You also need digestive enzymes to help break down digestive plaque so that the probiotics can actually reach the bad bacteria and fungi. Digestive plaque shields bad bacteria and fungi, trapping them in the gut. The BIOHM probiotic contains digestive enzymes for this reason—to break down digestive plaque and allow the probiotics to effectively do their job.
With 30 billion live active cultures in each capsule and the ability to survive stomach acid, BIOHM probiotics can help you create the right environment in your gut better than food alone. Pair your BIOHM probiotic with probiotic-rich foods, and you’ll undoubtedly achieve total gut balance.
Cauliflower Rice Kimchi Bowl
Try this tasty Cauliflower Rice Kimchi Bowl recipe found on Love & Lemons blog, loaded with probiotics and other gut-healing ingredients, your gut will be thanking you! With cauliflower and super greens like kale, it is rich in antioxidants and high in fiber, feeding friendly gut bugs and supporting healthy growth of good bacteria. Don’t forget to add protein to keep Candida levels in check and help support gut mucosal cell turnover and repair.
- 2 tablespoons white miso paste
- 1/3 cup coconut milk
- 1 tablespoon rice vinegar or fresh lime juice
- 1 teaspoon minced ginger
- pinch of sea salt
For the Bowls:
- 1 small head of cauliflower, riced
- ½ cup chopped scallions
- ½ clove garlic, minced
- 7ounces shiitake mushrooms, stemmed and sliced
- ½ teaspoon rice vinegar
- ½ tamari
- 6 leaves of curly kale, stemmed and torn
- 12 to 14 ounces baked tofu, reheated (can be replaced with your choice of protein!)
- 1 avocado, diced
- sprinkle of sesame seeds
- extra-virgin olive oil (for drizzling)
- sea salt
- To make the coconut sauce: In a small bowl, whisk together coconut milk, miso paste, lime juice or rice vinegar, and salt. Set aside.

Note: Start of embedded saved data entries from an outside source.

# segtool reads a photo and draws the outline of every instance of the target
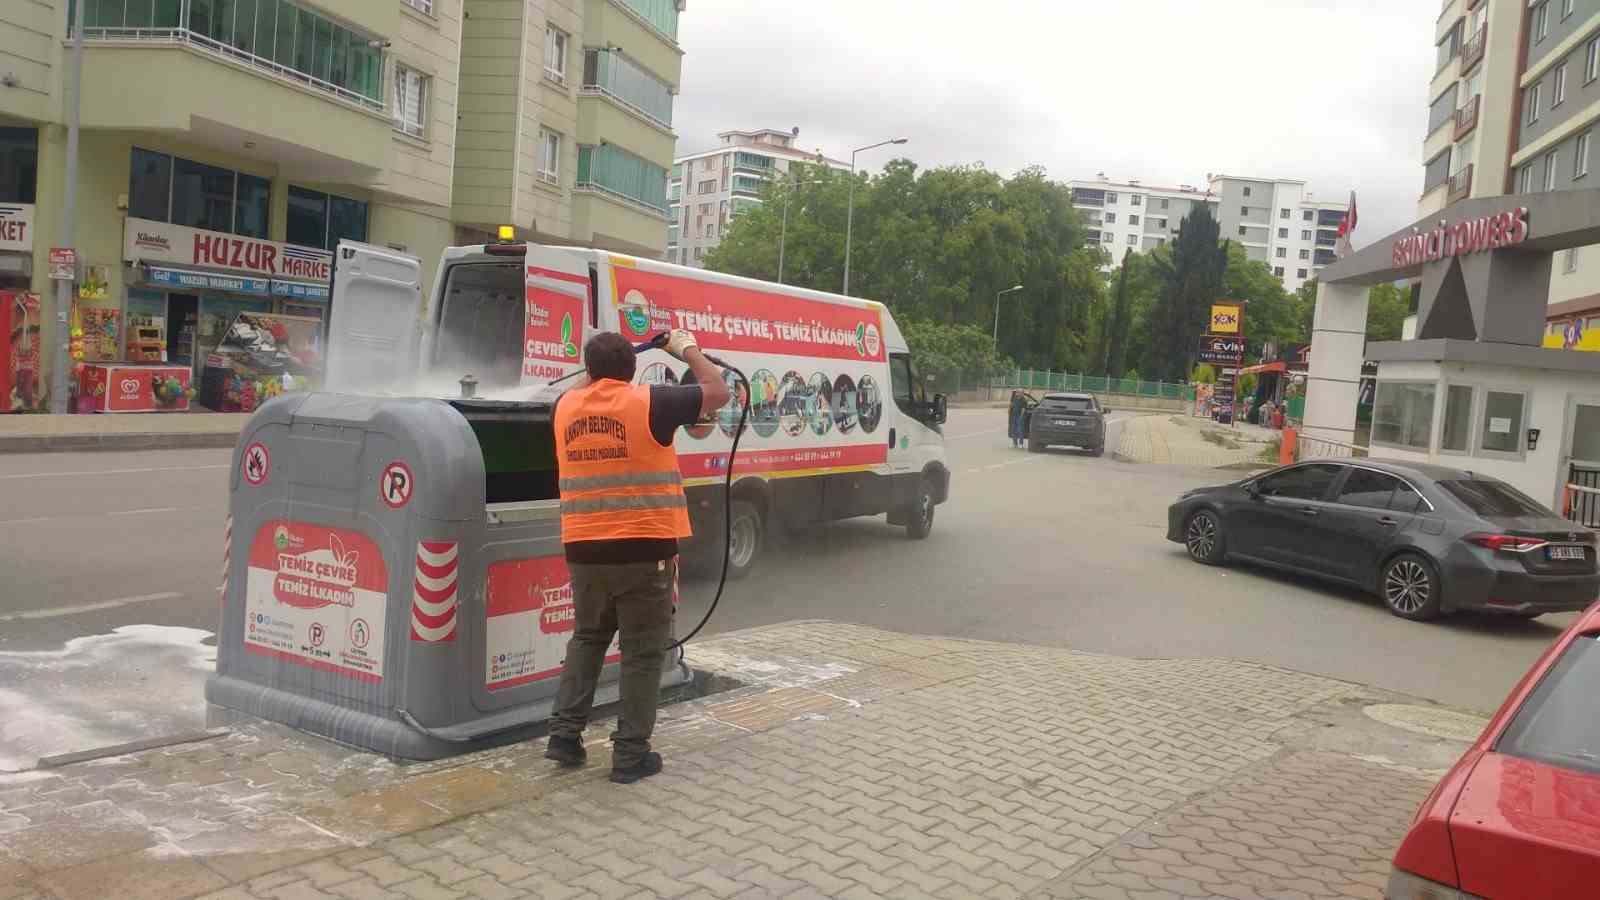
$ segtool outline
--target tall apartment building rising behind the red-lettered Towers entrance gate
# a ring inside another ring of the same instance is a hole
[[[1450,0],[1434,30],[1419,218],[1467,197],[1600,187],[1600,0]],[[1600,245],[1557,255],[1547,319],[1552,333],[1600,328]]]

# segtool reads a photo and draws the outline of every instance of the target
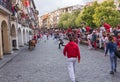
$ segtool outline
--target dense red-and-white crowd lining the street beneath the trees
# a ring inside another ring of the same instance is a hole
[[[59,41],[59,49],[61,46],[65,46],[63,39],[68,39],[69,36],[72,36],[77,44],[88,45],[88,49],[99,48],[104,50],[106,50],[107,43],[109,42],[109,36],[112,36],[114,43],[117,44],[117,49],[120,50],[120,25],[116,28],[104,24],[96,29],[92,29],[89,26],[79,29],[68,28],[67,30],[51,29],[34,34],[33,39],[39,42],[42,38],[46,42],[49,36],[53,37],[53,40]]]

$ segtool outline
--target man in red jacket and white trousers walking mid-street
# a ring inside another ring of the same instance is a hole
[[[75,82],[75,63],[78,60],[80,63],[80,50],[74,42],[73,37],[69,37],[69,42],[64,47],[64,56],[67,56],[68,72],[72,82]]]

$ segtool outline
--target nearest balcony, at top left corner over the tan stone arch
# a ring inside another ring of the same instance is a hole
[[[11,14],[11,2],[10,0],[0,0],[0,11],[3,14]]]

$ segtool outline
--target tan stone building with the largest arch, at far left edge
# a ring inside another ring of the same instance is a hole
[[[10,16],[11,3],[10,0],[0,0],[0,58],[3,53],[11,53],[11,36],[10,36]]]

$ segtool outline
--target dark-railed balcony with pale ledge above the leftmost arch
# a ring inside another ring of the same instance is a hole
[[[0,8],[5,12],[11,12],[11,1],[10,0],[0,0]]]

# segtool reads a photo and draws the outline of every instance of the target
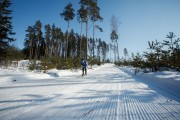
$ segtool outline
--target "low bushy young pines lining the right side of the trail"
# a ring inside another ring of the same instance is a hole
[[[173,32],[166,36],[163,42],[148,41],[149,51],[142,55],[132,53],[129,57],[128,51],[124,48],[124,56],[117,65],[133,66],[136,68],[149,68],[151,71],[174,69],[180,71],[180,38],[176,38]]]

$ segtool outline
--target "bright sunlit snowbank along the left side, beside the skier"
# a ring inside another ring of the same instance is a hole
[[[37,80],[49,80],[56,79],[65,76],[81,76],[81,69],[76,70],[47,70],[47,73],[43,71],[30,71],[28,66],[31,63],[29,60],[21,60],[16,66],[8,66],[7,68],[0,68],[0,84],[11,84],[12,82],[29,82]],[[99,66],[94,65],[92,68],[89,66],[88,72],[99,69]]]

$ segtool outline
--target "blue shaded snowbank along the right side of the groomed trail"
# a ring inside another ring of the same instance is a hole
[[[162,71],[162,72],[140,72],[134,75],[134,69],[124,67],[121,68],[128,74],[134,76],[134,79],[141,80],[151,86],[156,86],[173,95],[173,99],[180,102],[180,72]]]

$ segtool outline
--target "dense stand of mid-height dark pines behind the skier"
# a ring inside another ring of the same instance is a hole
[[[44,30],[42,29],[43,26],[39,20],[35,25],[28,26],[23,49],[27,59],[42,60],[46,62],[46,66],[58,69],[80,66],[80,58],[86,54],[87,42],[84,35],[80,36],[71,29],[67,43],[67,32],[63,33],[61,28],[56,27],[55,24],[52,26],[47,24]],[[100,64],[101,61],[105,62],[107,59],[109,45],[101,38],[89,38],[88,50],[90,64]]]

- In a large, nonstick skillet, heat and drizzle olive oil over low heat. Add the riced cauliflower, the scallions, garlic, and a few pinches of salt, and cook, stirring occasionally, for 3 minutes to take the raw flavor off the cauliflower. Remove from the heat and stir in ½ of the coconut sauce. Then, portion the cauliflower rice into 4 bowls.

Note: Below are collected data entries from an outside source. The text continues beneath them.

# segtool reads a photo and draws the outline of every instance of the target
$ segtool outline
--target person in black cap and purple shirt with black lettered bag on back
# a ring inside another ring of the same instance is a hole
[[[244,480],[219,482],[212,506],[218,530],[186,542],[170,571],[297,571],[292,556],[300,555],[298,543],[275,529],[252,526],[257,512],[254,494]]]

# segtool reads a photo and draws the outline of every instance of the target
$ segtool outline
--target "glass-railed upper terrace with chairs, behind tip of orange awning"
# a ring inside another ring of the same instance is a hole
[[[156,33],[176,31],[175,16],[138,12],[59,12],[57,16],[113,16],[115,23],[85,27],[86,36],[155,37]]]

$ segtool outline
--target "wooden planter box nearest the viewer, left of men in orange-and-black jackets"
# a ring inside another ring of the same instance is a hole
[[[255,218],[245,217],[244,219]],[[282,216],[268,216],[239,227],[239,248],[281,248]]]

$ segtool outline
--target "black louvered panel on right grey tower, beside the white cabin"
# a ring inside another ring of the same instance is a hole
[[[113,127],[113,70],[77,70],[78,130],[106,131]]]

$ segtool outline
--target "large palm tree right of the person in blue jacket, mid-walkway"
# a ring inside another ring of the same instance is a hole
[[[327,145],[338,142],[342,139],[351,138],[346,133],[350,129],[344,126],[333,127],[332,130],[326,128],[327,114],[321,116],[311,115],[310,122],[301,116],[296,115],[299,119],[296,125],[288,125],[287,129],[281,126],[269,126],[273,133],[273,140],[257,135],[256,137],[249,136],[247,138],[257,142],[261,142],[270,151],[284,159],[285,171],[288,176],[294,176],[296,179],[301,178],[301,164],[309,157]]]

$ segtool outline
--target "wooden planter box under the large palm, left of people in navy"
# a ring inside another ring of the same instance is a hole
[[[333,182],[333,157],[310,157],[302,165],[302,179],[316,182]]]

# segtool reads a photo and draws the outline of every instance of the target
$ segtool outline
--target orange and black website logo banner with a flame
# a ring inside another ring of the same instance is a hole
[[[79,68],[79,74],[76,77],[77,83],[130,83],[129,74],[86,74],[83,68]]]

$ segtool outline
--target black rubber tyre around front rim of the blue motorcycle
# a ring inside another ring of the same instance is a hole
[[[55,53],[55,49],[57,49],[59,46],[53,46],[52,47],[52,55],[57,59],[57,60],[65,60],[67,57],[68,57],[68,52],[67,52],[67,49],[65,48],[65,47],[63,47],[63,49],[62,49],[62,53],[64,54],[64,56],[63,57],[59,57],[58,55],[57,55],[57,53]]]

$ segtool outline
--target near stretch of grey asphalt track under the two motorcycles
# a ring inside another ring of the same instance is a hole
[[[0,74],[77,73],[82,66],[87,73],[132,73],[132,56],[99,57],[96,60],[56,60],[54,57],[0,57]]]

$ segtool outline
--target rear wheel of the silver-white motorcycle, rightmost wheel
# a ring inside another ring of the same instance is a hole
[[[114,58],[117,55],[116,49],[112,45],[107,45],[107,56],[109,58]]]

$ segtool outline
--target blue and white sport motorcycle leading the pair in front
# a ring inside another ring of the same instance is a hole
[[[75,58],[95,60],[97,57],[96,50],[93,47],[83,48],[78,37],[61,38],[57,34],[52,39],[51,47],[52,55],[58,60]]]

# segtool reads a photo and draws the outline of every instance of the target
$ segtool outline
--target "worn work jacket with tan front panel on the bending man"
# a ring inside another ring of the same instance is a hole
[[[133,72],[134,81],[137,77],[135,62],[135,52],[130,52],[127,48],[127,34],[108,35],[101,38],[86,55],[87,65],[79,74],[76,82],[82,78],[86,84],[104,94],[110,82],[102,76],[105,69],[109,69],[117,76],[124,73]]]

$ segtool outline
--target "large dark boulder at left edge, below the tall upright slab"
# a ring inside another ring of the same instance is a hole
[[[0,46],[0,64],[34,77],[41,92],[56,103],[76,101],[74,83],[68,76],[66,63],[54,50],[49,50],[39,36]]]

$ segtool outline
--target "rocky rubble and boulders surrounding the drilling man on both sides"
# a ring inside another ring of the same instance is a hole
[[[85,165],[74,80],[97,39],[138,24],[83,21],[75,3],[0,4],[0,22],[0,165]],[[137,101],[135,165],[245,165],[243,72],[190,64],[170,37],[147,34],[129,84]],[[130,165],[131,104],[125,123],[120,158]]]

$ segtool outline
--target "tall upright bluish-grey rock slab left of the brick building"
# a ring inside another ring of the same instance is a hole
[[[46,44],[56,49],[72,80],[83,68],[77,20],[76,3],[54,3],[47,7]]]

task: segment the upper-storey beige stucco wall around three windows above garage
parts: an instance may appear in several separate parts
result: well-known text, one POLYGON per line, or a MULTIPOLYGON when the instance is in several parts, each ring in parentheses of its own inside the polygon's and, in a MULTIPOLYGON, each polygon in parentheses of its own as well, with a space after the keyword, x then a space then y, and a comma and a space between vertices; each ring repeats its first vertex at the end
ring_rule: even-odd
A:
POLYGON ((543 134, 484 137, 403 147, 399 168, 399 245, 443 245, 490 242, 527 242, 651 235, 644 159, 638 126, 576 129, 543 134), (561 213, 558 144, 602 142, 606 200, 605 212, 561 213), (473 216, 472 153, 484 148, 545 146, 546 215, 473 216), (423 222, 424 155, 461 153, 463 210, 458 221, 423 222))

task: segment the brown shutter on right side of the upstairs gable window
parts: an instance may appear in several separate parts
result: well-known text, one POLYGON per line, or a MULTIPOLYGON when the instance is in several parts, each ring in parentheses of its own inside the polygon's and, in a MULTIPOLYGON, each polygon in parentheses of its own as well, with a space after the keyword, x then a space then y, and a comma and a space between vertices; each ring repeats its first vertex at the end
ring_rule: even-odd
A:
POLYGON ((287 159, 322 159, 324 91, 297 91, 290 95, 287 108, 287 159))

- Heat skillet pan to medium heat with a few splashes of olive oil. Add the mushrooms and a few pinches of salt and cook, stirring occasionally, until tender- about 5 minutes. Remove from heat and stir in the rice vinegar and a few splashes of tamari. Add the mushrooms to the cauliflower bowls.
- In clean skillet, add a tiny bit of water and the kale, and cook over medium heat, covered for 1 minute, or until lightly wilted.
- Finish assembling the bowls by drizzling more coconut sauce over each portion of cauliflower. Add the kale, tofu (or other protein), avocado, and kimchi to the bowls, along with sesame seeds. Serve with any remaining sauce.